UK post-Brexit rules to 'turn off tap' of low-skilled foreign labor

In this file photo taken on October 9, 2018 Anti-Brexit campaigner Steve Bray (L) and other activists stand outside parliament with EU and Union Flags as they protest in Parliament Square in London. (AFP photo)

Britain will no longer accept low-skilled labor from overseas and make it a requirement for anyone wishing to come to the country to have a job offer and meet salary and language requirements.

On January 31, the United Kingdom officially left the European Union after 47 years of membership, in a step cast by Prime Minister Boris Johnson as the dawn of new era.

Despite the withdrawal, a transition period is still in effect until Dec. 31, during which time little changes.

As part of setting post-Brexit rules, interior minister Priti Patel said that the country will “turn off the tap” of foreign, low-skilled labor.

“Our new immigration system will turn off the tap of cheap, foreign low-skilled labor,” Patel wrote in The Sun on Sunday newspaper.
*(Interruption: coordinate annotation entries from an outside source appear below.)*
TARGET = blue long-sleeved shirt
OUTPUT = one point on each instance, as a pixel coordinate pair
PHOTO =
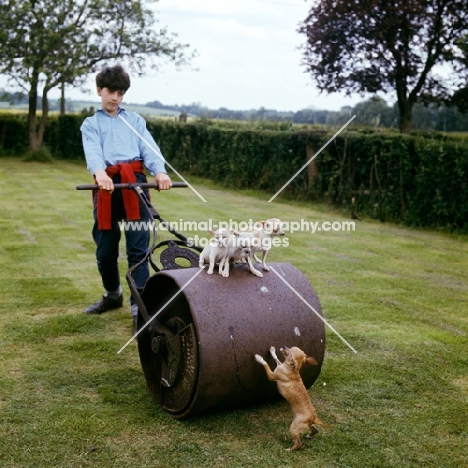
(109, 140)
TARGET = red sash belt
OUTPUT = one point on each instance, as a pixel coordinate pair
(130, 199)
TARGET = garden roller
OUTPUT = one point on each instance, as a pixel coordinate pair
(198, 333)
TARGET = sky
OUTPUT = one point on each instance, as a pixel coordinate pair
(247, 57)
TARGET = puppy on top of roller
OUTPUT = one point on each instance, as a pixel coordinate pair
(291, 387)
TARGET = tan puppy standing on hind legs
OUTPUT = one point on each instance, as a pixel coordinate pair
(291, 387)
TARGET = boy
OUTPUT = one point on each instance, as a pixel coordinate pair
(115, 153)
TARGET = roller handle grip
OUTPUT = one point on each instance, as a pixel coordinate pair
(131, 185)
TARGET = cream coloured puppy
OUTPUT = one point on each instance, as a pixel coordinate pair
(263, 238)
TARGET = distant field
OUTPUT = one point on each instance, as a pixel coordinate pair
(78, 106)
(67, 399)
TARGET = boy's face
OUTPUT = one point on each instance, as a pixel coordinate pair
(110, 100)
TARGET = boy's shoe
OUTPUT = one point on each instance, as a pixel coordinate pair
(104, 305)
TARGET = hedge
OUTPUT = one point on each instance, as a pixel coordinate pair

“From next year, all skilled workers will need to earn enough points to work in the UK. They will need to speak English, have a firm job offer, and meet the salary requirements.”

He went on to say that “overall numbers” would decline under the plan.

The government, however, said it would grant extra points to those immigrants working in sectors where there is a skills shortage.

Some opposition politicians have said that new restrictions could badly affect public services like the National Health Service which in certain areas depends on EU citizens who work as doctors and nurses.

After more than three years of wrangling, Britain remains as split over leaving the EU as it was in the 2016 referendum where Britons voted with a slight majority for their country to leave the union.

Johnson pledged to deliver a clean Brexit after winning the December 12 general election. He had called for the election in order to break a deadlock in parliament, which had blocked the country’s withdrawal from the European Union, more than three and a half years after the Brexit referendum in 2016.

London and Brussels will now spend this year having negotiations on the terms of a post-Brexit deal which will come into effect on Jan. 1.